Performance validity tests (PVTs) objectively evaluate the degree to which examinees’ cognitive test performance is an accurate reflection of their true abilities rather than feigned impairment or suboptimal test engagement (Larrabee, 2012; Soble et al., 2017; Van Dyke et al., 2013). Current practice standards call for the use of a battery of PVTs that assess various cognitive domains (e.g., memory, attention) interspersed throughout the entirety of the evaluation to ensure continuous sampling of performance validity (Boone, 2009). A recent review by Soble et al. (2021b) reaffirms that the development and cross-validation of PVTs has grown exponentially over the past two decades. This proliferation was largely driven by the development and expansion of embedded validity indicators within well-validated tests of cognitive ability.

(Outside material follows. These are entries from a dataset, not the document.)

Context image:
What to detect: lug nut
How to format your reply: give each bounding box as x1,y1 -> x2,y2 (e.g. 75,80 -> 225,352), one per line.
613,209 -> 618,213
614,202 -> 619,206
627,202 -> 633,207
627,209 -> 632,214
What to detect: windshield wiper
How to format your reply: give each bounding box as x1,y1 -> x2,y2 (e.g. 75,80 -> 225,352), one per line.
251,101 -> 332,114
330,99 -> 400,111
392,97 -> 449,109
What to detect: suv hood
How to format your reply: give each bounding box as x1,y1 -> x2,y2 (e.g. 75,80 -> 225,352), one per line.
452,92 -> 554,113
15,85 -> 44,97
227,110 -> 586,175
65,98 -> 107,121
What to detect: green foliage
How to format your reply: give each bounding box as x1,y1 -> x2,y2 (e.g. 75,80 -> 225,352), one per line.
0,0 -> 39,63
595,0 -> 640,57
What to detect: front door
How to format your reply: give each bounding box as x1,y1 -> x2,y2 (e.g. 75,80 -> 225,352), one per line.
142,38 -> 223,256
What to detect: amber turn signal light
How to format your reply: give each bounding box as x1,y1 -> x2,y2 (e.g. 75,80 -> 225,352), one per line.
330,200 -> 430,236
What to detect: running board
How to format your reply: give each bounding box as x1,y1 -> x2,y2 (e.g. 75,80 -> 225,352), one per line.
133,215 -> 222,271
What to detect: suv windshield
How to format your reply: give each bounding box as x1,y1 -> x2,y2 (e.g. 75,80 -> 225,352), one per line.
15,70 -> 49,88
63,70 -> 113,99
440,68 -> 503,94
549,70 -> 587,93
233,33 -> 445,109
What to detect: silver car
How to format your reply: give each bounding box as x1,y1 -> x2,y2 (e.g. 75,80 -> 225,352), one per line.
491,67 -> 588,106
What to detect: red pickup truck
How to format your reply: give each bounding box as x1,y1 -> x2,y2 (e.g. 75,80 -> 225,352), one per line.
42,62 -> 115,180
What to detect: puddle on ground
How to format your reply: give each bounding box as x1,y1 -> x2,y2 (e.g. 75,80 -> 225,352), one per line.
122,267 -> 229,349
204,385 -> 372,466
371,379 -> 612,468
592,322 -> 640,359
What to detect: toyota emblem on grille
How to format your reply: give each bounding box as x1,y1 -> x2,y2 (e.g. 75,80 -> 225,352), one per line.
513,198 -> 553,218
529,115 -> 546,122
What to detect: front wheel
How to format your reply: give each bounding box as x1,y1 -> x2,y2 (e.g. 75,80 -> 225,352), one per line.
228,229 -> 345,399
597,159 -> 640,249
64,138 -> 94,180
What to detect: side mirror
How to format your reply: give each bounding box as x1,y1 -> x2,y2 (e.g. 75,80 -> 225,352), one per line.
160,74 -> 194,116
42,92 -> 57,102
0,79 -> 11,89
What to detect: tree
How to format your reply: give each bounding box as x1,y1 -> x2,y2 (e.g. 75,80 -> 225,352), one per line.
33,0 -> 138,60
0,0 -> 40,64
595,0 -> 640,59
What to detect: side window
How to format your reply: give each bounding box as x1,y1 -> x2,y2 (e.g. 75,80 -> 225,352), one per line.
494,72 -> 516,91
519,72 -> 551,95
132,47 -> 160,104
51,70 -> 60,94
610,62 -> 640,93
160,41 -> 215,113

By contrast, the primary aim of symptom validity tests (SVTs) is to differentiate patients with credible symptom reporting from those who may be exaggerating or dishonestly representing complaints on psychological and symptom inventories (Fokas & Brovko, 2020). Overall, there are far fewer SVTs relative to PVTs because most routine self-report psychological symptom measures do not contain SVTs (e.g., Beck Depression Inventory [Beck et al., 1996]), although some exceptions exist (e.g., Clinical Assessment of Attention Deficit [Bracken & Boatwright, 2005]); Neurobehavioral Symptom Inventory [Soble et al., 2014; Vanderploeg et al., 2014]). Moreover, most available SVTs are contained in lengthier and more broadband measures of psychopathology and personality, such as the Minnesota Multiphasic Personality Inventory-2-Restructured Form (MMPI-2-RF; Ben-Porath & Tellegen, 2008) and Personality Assessment Inventory (PAI; Morey, 1991), thereby increasing battery length, examination costs, and burden on the examinee.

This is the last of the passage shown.